Neighbors of the proposed Kemistry Lounge on Flatbush Avenue say a venue with live performances, DJs, a full bar, dancing, and an exit on a residential block of Prospect Place will bring noise and ruckus to their quiet community.
“It’s disruptive; it turns the street into liquor lane,” said neighbor Harold Gruber. “It’s going to make it impossible to sleep.
Gruber and other neighbors are fighting the venue’s liquor license bid, saying the “Vegas-style” club — which is slated to accommodate 250 revelers in a grocery store-sized space until 3 am on Saturdays, 2 am on Fridays, 1 am on Thursdays, and 11 pm on other nights — will draw a rowdy not-from-the-neighborhood crowd.
Pointing to the bar’s since-been-removed Facebook page, which featured images of scantily clad ladies and described the club as “sexy,” neighbors claim the venue would be a booze-soaked nuisance and are urging its owners to close earlier and relocate the Prospect Place exit.
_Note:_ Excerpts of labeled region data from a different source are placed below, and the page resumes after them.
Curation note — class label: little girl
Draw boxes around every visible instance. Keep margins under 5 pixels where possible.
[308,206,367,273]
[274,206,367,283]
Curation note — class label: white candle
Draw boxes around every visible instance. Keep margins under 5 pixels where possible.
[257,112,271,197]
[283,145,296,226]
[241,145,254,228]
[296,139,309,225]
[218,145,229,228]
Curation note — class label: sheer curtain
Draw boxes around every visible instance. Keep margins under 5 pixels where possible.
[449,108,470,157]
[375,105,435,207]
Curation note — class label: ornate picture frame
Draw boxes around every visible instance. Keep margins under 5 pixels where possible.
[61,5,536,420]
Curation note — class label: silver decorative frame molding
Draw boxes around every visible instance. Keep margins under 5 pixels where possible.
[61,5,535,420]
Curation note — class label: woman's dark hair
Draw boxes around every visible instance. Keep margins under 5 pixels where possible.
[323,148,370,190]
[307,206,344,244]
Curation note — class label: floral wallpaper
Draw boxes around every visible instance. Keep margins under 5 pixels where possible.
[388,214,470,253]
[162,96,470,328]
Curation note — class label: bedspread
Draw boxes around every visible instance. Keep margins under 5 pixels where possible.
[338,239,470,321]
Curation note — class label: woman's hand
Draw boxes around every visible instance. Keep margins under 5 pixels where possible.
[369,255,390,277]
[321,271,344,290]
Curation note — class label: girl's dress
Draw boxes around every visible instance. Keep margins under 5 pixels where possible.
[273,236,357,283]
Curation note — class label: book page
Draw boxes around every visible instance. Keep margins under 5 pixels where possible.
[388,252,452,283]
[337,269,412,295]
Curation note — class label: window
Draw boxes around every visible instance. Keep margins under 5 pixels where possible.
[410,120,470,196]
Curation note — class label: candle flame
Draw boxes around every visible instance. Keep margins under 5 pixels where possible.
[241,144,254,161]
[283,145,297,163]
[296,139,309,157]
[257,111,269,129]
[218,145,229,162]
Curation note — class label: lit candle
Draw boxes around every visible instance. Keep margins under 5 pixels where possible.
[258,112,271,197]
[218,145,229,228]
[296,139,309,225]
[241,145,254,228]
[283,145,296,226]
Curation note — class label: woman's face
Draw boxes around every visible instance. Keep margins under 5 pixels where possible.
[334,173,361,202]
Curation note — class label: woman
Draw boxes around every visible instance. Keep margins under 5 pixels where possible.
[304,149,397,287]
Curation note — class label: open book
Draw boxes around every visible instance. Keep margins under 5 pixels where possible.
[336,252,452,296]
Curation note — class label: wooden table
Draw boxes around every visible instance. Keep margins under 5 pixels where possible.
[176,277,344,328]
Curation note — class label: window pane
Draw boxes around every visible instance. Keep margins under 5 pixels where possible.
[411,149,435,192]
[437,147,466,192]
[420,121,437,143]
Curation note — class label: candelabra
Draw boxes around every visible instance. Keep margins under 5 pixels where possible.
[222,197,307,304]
A spokesman for Kemistry, Peter Flores, promised the Prospect Place exit will only be used during emergencies and insisted the venue will be a good neighbor.
“It’s not a nightclub or a cabaret — it’s a restaurant–bar,” he said. “It’s nothing out of the ordinary.”
But neighbors of the planned venue fear noisy nightlife could become a way of life in northern Park Slope, where planned arena-side nightlife has already caused an uproar.
Last year, a proposed bar called Prime 6 became a proxy battle in the war over the Atlantic Yards mega-project when neighbors protested plans for a bottle service and live music, claiming the venue didn’t match the character of their neighborhood. The bar eventually opened as Woodland, a farm-to-table restaurant.
Neighbors also protested Player’s Gastro Pub and Sports Bar on Pacific Street at Flatbush Avenue, saying it would turn the street into a hub for drunken hoops fans.
Kemistry owner James Brown did not return calls and e-mails seeking comment by press time, but he recently told Park Slope Patch, which first reported the lounge drama, that he wants the venue to feature an art space with book readings.
“It won’t be as crazy as the community thinks,” Brown said.